The work of Robert Peel (1909-1991) exemplifies the kind of serious yet accessible scholarship that the Fund seeks to support.
As American National Biography notes, Peel brought “both spiritual and scholarly values” to his work. He “bridged academic and religious communities, writing extensively on issues ranging from church history to theology and the relation of New Testament-based faith to modern scientific concerns.”
As the first serious biographer of Mary Baker Eddy “to use the extensive primary sources in the church’s archives,” the ANB continues, “Peel meticulously sorted through the mass of allegations in earlier polemical works to produce a more complex and spiritually compelling portrait of Eddy than either her antagonists or many of her followers had envisioned.” Reviewers of this massive three-volume study recognized Peel’s “masterful grasp of the cultural and intellectual forces of the era” (American Historical Review) as well as his crucial role in breaking “the barriers between apologists and critics” (Martin Marty, New York Times)
Peel’s work was the outgrowth of both thorough grounding in scholarly disciplines and a profoundly religious understanding of life. He touched on the latter in a sermon given at Cornell University’s Sage Chapel on October 23, 1977 :
“Some people seem infinitely confident of themselves, but confident…that they can accomplish anything that they set their hand to and that’s that. But for most of us there comes the sort of doubt in which we feel that whether we really can do that which is required of us. And I think at such a time we have to remind ourselves that we are all part of a vast joint enterprise, a joint enterprise of humanity, in a world that can all too easily look like a wilderness.
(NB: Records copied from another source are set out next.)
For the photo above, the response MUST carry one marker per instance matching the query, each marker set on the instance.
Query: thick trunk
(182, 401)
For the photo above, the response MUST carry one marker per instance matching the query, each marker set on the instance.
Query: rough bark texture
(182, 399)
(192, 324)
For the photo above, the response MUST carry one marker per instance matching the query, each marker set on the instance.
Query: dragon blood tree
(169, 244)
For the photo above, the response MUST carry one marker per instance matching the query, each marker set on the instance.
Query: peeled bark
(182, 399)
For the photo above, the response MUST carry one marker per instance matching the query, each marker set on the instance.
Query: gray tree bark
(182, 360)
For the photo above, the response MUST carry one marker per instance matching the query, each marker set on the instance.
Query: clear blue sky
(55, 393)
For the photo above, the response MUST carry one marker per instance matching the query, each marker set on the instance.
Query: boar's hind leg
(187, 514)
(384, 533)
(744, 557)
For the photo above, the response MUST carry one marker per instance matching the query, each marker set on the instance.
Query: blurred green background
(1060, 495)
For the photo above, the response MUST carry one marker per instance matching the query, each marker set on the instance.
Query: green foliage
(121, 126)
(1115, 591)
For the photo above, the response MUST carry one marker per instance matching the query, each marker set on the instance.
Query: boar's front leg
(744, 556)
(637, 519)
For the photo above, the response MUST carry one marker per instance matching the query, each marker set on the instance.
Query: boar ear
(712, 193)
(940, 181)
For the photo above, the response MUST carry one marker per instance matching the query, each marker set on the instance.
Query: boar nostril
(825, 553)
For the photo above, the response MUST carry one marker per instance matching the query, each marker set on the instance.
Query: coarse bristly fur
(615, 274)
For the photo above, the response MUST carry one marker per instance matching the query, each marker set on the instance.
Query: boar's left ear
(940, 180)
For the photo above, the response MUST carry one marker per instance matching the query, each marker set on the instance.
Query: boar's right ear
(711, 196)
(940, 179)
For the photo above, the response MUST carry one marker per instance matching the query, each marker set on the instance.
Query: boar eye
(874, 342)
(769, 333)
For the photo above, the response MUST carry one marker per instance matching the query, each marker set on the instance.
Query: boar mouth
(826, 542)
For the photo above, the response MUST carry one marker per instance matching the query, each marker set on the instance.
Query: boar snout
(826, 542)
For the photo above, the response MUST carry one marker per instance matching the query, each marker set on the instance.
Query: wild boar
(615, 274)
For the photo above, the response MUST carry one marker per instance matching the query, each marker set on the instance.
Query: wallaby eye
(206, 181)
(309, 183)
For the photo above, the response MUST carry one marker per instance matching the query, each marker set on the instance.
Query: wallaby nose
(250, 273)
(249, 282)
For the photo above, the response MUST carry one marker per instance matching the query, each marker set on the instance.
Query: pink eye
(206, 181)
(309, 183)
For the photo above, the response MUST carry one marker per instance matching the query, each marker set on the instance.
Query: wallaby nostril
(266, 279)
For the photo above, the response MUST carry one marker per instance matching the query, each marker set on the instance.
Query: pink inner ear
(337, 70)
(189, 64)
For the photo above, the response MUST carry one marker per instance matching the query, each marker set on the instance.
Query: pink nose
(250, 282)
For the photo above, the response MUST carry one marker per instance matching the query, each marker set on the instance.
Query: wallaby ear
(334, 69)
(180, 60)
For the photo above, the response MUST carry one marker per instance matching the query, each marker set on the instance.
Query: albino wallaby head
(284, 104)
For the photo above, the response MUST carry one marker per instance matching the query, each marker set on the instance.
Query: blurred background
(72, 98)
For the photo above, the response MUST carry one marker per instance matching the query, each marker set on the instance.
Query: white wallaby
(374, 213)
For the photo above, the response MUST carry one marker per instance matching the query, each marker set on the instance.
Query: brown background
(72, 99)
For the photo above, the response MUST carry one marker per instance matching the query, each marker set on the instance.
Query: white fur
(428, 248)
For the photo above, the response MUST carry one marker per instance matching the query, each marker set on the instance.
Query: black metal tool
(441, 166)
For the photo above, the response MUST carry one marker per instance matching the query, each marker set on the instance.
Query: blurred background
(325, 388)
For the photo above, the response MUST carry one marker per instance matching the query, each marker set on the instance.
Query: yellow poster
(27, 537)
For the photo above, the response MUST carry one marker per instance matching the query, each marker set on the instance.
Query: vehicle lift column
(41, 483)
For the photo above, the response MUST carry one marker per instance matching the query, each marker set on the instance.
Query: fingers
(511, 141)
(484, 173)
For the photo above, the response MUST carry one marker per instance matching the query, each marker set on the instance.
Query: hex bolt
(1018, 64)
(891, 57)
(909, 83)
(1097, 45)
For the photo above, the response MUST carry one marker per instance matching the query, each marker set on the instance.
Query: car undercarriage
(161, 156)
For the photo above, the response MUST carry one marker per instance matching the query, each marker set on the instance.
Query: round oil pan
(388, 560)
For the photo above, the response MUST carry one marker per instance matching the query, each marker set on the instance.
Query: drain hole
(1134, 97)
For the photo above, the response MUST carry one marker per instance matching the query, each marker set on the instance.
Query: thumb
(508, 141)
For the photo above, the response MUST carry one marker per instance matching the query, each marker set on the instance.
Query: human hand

“We are really called, all of us, to an errand in the wilderness. The best that we can often do is to share out of our own experience some of that common ground that we all have, but which comes to us in unique ways in our own experience. It isn’t a matter of telling others what to do but of our sharing with each other something of what we have glimpsed at our own private little burning bushes. We can remind ourselves at such a time that underneath the complexities of life, there are great simplicities. And perhaps if we have the humility to receive those simplicities, we will be given our particular errand.”